(…) “Vem outro ministro deste Supremo Tribunal Federal chamado Luís Roberto Barroso, um sujeito difícil. Mas que tem um problema não resolvido do ponto de vista sexual. Eu tinha um colega prefeito, que já faleceu há alguns anos, ele me dizia que tinha medo de dois tipos de gente: negro que estira o cabelo e bicha enrustida”. Essa fala foi proferida pelo ex-prefeito de Oeiras e ex-deputado federal Benedito de Carvalho Sá – popularmente conhecido como B. Sá – em entrevista à rádio Vale do Canindé, na cidade de Oeiras, na última segunda-feira, 1º de novembro.
Falas como essas, de cunho homofóbico e racista, vem se tornado cada vez mais comum entre os discursos de parlamentares.
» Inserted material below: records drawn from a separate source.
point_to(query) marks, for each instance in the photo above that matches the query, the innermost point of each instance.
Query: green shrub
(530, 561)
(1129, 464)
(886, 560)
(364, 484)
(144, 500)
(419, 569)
Uma pesquisa realizada pela Coordenação Nacional de Articulação das Comunidades Negras Rurais Quilombolas (Conaq) revelou que, de 2019 para 2020, o número de discursos racistas proferidos por autoridades públicas mais que dobrou (106%), saindo de um total de 16 para 33 casos. No ano de 2020, em todos os meses, ocorreu pelo menos um caso de discurso racista entre as autoridades brasileiras.
Ainda segundo o levantamento, o maior número de ocorrências registradas teve como autor o presidente da república e deputados estaduais, cada qual computando 25% dos casos (12 discursos racistas cada). Em 20 dos 49 casos mapeados, ou seja 41%, foram iniciados procedimentos de apuração dos fatos ou responsabilização, seja por meio de abertura de inquérito, ação ou procedimento administrativo. Contudo, nenhum deles resultou em responsabilização dos autores.
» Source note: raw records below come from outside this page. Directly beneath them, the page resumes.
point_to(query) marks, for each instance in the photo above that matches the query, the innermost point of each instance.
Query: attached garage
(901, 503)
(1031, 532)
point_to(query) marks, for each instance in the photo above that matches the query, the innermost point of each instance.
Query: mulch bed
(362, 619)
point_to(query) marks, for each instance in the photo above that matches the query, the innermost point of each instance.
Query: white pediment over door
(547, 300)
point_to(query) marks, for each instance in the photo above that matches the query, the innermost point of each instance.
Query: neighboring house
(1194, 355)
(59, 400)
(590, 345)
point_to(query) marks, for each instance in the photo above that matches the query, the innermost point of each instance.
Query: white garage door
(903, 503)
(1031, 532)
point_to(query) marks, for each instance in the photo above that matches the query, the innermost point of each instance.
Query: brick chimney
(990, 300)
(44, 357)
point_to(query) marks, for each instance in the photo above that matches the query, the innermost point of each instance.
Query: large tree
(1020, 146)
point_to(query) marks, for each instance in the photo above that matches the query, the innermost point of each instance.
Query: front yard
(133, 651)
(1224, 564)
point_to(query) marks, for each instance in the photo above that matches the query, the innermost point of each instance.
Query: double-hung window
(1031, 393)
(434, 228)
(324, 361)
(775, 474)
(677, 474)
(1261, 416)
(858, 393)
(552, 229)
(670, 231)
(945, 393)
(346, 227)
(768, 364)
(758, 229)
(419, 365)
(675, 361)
Ao analisar os resultados da pesquisa, a ativista do movimento negro de Oeiras, Millena Faustino destacou que é possível apontar para a ocorrência de uma espécie de efeito manada, em que o uso do discurso racista por algumas autoridades acaba por legitimar e encorajar a disseminação do ódio racial. “É justamente por isso que a nossa indignação também precisa ser levada para as urnas”, diz. “Tá mais do que na hora da gente colocar nos cargos de poder e decisão quem realmente esteja alinhado com a luta antirracista e a favor da população LGBTQIA+”, pontuou.
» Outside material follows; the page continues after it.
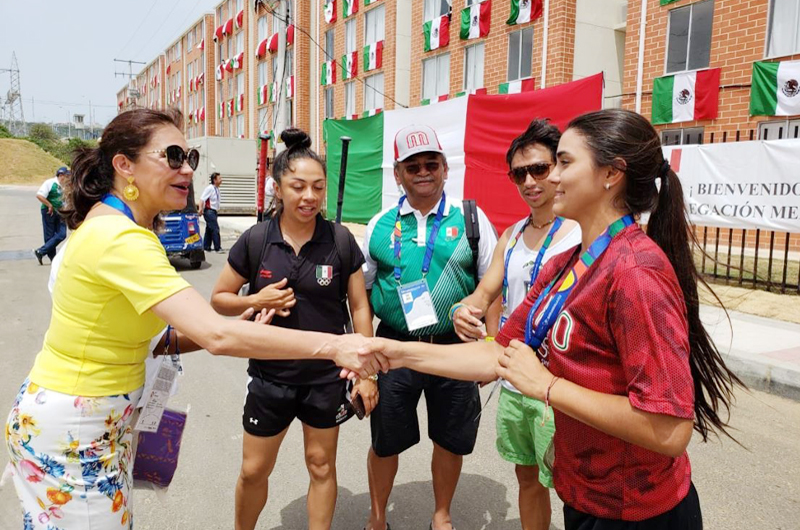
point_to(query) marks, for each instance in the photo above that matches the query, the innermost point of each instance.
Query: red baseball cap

Para a ativista, a fala do ex-prefeito é um retrato fiel de como pessoas negras ainda são retratadas no imaginário social brasileiro. A ideia não é propriamente oriunda do pensamento individual do político oeirense. “Justamente por ele não ser o único, devemos manter nossa fala ativa diante de situações de racismo e homofobia”, alerta a ativista. “Nos calarmos é assumir uma posição de conivência”.
Millena informou ainda que coletivos de todo o estado estão se mobilizando para que o político venha a responder judicialmente por seu discurso discriminatório.
É crime
O racismo tem sua publicação na Lei nº 7.716, de 5 de Janeiro de 1989 e configura-se crime contra a coletividade e não contra uma pessoa específica. Realizado por meio da verbalização de uma ofensa ao coletivo ou atos como recusar acesso a estabelecimentos comerciais ou elevador social de um prédio. É inafiançável e imprescritível. A pena vai de um a três anos de prisão, além da multa.
Recentemente, a criminalização da homofobia e da transfobia foi permitida pelo Supremo Tribunal Federal (STF) em decisão de junho de 2019. Quando um indivíduo LGBTQIA+ é agredido por palavras ou fisicamente por conta de sua sexualidade, ele pode ser protegido pelo artigo 20 da Lei 7.716/2018 (crime de racismo) pois, no Brasil, ainda não existe uma lei específica no combate a homofobia – a base que criminaliza atos homofóbicos é a mesma que criminaliza o racismo.